Limits of the survey
The advantage of the present survey to be answered anonymously also limits the results, as there is no certainty that only limb-deficient persons have completed the questionnaire. However, there is no evidence of manipulation that might be indicated by a certain repeated pattern of answering questions. Additionally, a revised survey should include a question for the exact type of myoelectrical prosthesis that is used. In the last few years, fast-acting myoelectric hand prostheses have become available and an increasing number of persons in Germany were fitted with them. The results of the present survey indicate that a higher grasping speed is wanted by most prosthesis users. This grasping speed of the prosthesis should be considered in a revised survey when analysing the degree of contentment with this feature.
Conclusions
Several recommendations for future externally powered prosthetic hand designs can be derived from the answers given in the survey.
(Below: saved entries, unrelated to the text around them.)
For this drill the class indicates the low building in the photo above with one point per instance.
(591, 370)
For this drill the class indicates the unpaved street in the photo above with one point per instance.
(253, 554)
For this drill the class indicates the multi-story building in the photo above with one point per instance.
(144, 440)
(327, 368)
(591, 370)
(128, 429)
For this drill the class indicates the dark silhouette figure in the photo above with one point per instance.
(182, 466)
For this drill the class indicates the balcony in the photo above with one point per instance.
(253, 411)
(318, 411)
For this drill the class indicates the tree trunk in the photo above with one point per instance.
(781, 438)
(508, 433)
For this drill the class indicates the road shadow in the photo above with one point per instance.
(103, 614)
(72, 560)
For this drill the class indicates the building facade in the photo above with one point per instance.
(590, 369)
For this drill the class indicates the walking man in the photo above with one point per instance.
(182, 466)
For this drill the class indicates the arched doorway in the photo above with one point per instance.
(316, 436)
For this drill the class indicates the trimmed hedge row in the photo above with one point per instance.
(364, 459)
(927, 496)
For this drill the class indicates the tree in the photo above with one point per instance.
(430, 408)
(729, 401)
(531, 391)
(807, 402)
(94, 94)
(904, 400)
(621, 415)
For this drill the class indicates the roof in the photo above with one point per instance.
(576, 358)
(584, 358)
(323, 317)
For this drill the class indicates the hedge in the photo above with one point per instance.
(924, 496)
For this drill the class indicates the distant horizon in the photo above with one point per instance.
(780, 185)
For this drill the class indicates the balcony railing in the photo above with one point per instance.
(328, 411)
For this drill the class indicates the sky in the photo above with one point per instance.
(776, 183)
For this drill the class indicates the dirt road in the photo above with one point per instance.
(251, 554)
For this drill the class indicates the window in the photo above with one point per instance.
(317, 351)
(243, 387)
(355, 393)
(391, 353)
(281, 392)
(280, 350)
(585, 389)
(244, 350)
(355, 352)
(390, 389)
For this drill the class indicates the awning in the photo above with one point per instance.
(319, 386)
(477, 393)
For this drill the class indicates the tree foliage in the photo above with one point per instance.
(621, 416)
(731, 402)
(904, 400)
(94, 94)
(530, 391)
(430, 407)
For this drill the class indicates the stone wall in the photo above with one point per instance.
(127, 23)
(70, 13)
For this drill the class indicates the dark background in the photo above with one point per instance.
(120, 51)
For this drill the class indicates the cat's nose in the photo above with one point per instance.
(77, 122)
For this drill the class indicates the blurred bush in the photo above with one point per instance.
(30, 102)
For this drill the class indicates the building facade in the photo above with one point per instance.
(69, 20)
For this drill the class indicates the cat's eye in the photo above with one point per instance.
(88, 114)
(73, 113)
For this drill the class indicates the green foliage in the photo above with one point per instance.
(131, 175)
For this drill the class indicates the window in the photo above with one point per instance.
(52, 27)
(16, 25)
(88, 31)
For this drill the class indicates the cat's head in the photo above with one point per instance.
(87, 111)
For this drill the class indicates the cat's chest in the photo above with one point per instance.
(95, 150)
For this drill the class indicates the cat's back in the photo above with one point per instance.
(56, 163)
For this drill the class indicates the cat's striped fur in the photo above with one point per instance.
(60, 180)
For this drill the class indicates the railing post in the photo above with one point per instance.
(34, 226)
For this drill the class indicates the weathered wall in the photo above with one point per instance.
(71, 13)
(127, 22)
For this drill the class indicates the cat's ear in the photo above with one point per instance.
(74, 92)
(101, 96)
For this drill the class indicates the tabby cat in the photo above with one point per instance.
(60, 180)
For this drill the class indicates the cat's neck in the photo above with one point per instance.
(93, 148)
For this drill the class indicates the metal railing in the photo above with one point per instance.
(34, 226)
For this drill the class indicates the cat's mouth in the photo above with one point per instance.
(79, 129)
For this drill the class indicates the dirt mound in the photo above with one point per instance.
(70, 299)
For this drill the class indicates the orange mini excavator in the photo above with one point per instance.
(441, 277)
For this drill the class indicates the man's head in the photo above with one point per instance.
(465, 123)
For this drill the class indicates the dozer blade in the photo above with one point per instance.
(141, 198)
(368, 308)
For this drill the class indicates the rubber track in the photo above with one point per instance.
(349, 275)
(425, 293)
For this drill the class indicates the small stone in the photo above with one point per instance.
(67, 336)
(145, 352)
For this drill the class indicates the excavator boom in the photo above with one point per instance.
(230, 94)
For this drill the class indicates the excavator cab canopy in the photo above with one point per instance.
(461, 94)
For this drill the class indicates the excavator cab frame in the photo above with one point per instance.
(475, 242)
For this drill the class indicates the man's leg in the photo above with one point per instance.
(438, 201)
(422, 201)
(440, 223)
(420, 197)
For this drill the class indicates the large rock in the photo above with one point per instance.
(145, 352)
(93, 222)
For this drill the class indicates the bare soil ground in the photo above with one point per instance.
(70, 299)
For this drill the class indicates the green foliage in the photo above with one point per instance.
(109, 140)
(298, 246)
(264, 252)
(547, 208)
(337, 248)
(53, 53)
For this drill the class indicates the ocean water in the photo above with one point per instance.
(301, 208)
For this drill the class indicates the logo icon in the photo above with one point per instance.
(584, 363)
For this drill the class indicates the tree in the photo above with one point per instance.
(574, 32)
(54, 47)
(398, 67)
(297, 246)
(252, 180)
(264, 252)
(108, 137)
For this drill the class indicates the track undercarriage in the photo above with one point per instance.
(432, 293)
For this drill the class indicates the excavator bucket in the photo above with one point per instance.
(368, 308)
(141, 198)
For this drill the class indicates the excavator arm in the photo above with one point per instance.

The results can be summarized as follows:
Activities for which prostheses should be useful include: Handicrafts, personal hygiene, using cutlery, operation of electronic and domestic devices, and dressing/undressing. If a prosthetic hand is worn, it is used for 8 hours or more. It was found that light weight, easiness of cleaning, and additional functions, such as force feedback and independent movements of the thumb, the index finger, and the wrist, were highlighted as priorities for the design of new externally powered prosthetic hands. Consistencies were found with the results of previous studies, although fast-acting myoelectric hands have been made available in the meantime.
It is recommended these consumers' concerns and preferences are considered in the design of improved prosthetic hands.